有个带头的村民恼怒地说:“别来那一套,我太了解你们这些当兵的了,一来村里就抢东西,我们种地能收多少粮食呀?都被你们给抢了,我们吃啥,喝啥?等着饿死么?前几天来了一帮国军,把我们的粮食都抢了,村里连一只鸡都没剩下,现在老百姓只能啃树皮活命了,我们不管啥鬼子不鬼子的,我们只想活着!你看看你们,又是羊又是猪肉,还不知道从哪里抢来的呢!不给钱就一起沉这大沙河里吧!我们不怕你们,反正早晚都得死。我老娘昨天晚上就饿死了,我老婆孩子现在树皮都啃不上了。”
一番话说得我们无言以对,他说的对,不管谁跟谁打仗,受罪的都是老百姓。
我转头看身边其他人,也都沉默不语,对岸的人都在大呼小叫地催促我们赶紧过河。
我抓枪的手开始哆嗦,我现在完全可以把这些村民杀了,或者赶下水,自己划船过去。

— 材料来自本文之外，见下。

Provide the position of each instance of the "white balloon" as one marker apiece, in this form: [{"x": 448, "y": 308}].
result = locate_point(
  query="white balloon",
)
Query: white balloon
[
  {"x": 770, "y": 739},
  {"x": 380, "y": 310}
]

可是我做不到,我知道饥饿的滋味。
于是我压低语气说:“这位大哥,知道大家受苦了,是我们当兵的没用又无德,你也看到我们这些人了吧,刚来徐州的时候,都是上万人的队伍,现在几个上万人的队伍活着走到这的,也只有这些了。都是娘生爹养的,这次是保家卫国…”
我话没说完,就被打断了:“我们不管什么国家民族,我们只想活着!活着!”他叫得歇斯底里。
算了,语言是不管用了,于是我答应说:“别说了,我给你们一百个大洋,回去买点粮食先救命吧,等麦收了,就能好过一点了。”
村民们重新开始划船,隔壁船的村民叹气说:“老总呀,麦收了有啥用?你是不知道,打下了粮食,除了交地租和军粮,我们就算把糠都吃了,剩下的也根本撑不到秋年了,所以呀,这条河就是救命河了,让俺有点鱼吃,勉强活命。没农活了就吃个半饱,有时干脆不吃饭,靠晒太阳活命…”
河东岸一群老少村民在看热闹,我放眼望去,确实都是瘦骨嶙峋,精神萎靡。唉,我也无能为力呀!
我们刚上岸,对岸就传来枪声,一队日军正冲上了河堤,趴下就朝我们开枪。看热闹的村民吓得跑到斜坡上趴着吓得不敢抬头。
送我们过河的村民跑到我们后面躲起来,有百姓在对岸,和鬼子混在一起,我们不敢开枪还击,尽管鬼子只有十来个人,我们也是一点办法都没有。于是下令撤退,尽快脱离接触。
我们刚退下河堤,送我们划船的村民就撕心裂肺地哭喊起来。
回身跑回河堤朝对面看,看到令人发指的一幕,十来个鬼子把老百姓赶到河边,正在开枪射杀,有人跳进河里企图逃命,也被追着射击,河面上流出了汩汩血水。直到所有村民都倒下了,他们还不罢休,用刺刀挨个攮一遍。
“开枪!打死那帮狗日的!”我架起机枪直接朝对面的鬼子来了一个长点射,五六十米的距离而已,打中一两个还没问题。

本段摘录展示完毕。